Diez partes por millón.

Cien mil muertes.

Li Wen intentó dejar de pensar en ello, pero le resultaba imposible. Luego, en la distancia, oyó retumbar un trueno. Casi al mismo tiempo sintió la caricia fría de una brisa y vio que las cortinas se agitaban ligeramente ante la ventana abierta. Se aproximaba un frente, y con él el viento y las lluvias. El temporal habría pasado cuando se levantara, y el día siguiente sería bochornoso y aún más cálido. Vio el destello de un rayo no muy distante que iluminó, por un instante, su habitación de hotel. Ocho segundos más tarde estalló un trueno.

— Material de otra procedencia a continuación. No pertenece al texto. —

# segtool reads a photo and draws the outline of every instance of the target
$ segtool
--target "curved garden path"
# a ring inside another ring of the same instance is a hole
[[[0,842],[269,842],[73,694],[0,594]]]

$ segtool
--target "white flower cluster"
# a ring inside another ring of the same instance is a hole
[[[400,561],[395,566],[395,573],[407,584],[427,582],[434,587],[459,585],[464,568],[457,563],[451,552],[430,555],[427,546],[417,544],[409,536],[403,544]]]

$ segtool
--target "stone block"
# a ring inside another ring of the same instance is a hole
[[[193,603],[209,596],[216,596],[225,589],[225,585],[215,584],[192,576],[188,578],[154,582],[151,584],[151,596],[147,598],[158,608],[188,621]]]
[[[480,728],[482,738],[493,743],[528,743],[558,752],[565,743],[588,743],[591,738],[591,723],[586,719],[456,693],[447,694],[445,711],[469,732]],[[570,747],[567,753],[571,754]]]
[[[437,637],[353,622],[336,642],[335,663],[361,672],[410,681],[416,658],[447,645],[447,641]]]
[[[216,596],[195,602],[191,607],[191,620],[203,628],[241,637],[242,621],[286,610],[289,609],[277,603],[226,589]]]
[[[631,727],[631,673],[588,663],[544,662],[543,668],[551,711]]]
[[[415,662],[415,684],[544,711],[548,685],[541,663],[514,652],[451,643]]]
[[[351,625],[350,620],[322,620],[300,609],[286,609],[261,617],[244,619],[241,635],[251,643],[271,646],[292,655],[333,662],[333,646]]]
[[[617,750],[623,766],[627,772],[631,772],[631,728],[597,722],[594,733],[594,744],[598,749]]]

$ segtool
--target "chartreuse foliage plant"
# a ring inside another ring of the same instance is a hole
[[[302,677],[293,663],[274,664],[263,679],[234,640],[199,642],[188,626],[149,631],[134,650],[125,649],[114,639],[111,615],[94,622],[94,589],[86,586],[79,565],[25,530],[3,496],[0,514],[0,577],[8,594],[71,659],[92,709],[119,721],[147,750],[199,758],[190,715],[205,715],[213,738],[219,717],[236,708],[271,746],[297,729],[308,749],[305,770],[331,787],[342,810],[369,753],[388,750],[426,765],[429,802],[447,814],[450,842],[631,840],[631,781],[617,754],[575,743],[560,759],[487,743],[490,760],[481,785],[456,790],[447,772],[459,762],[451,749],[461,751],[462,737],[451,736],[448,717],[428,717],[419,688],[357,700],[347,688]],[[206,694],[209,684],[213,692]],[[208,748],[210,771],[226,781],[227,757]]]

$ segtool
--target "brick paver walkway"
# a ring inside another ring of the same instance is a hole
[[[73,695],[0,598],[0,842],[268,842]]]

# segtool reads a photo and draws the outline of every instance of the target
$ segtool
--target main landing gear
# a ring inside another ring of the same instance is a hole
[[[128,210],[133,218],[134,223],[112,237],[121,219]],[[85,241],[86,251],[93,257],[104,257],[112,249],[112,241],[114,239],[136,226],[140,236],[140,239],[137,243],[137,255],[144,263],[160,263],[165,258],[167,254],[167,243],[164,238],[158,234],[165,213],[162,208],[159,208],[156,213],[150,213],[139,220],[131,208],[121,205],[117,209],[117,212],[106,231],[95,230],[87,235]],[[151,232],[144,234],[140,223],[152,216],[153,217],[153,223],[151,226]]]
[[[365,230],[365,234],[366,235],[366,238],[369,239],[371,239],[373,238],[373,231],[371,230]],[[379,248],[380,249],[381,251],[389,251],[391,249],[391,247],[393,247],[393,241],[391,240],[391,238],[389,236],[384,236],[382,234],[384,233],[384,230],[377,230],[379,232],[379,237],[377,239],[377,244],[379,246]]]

Li Wen se incorporó sobre un codo, alerta, mirando su habitación. En el rincón cercano a su maleta había una pequeña nevera. Pocos hoteles en China disponían de neveras en las habitaciones, y menos aún en ciudades pequeñas como Hefei. Ésta era la razón por la que había elegido este hotel y esta habitación. No sólo había una nevera, sino también un congelador, cosa incluso más importante porque era allí donde había guardado las bolas después de preparar la fórmula. Y allí permanecerían hasta el momento de partir hacia la planta depuradora, al cabo de poco más de tres horas.

Brilló otro relámpago. Por unos instantes se apagaron las luces que iluminaban el rótulo del hotel, cerca de su ventana, y luego se encendieron de nuevo. Li Wen ya estaba despierto y alerta contemplando la oscuridad. Lo peor que podía ocurrirle era un corte de luz.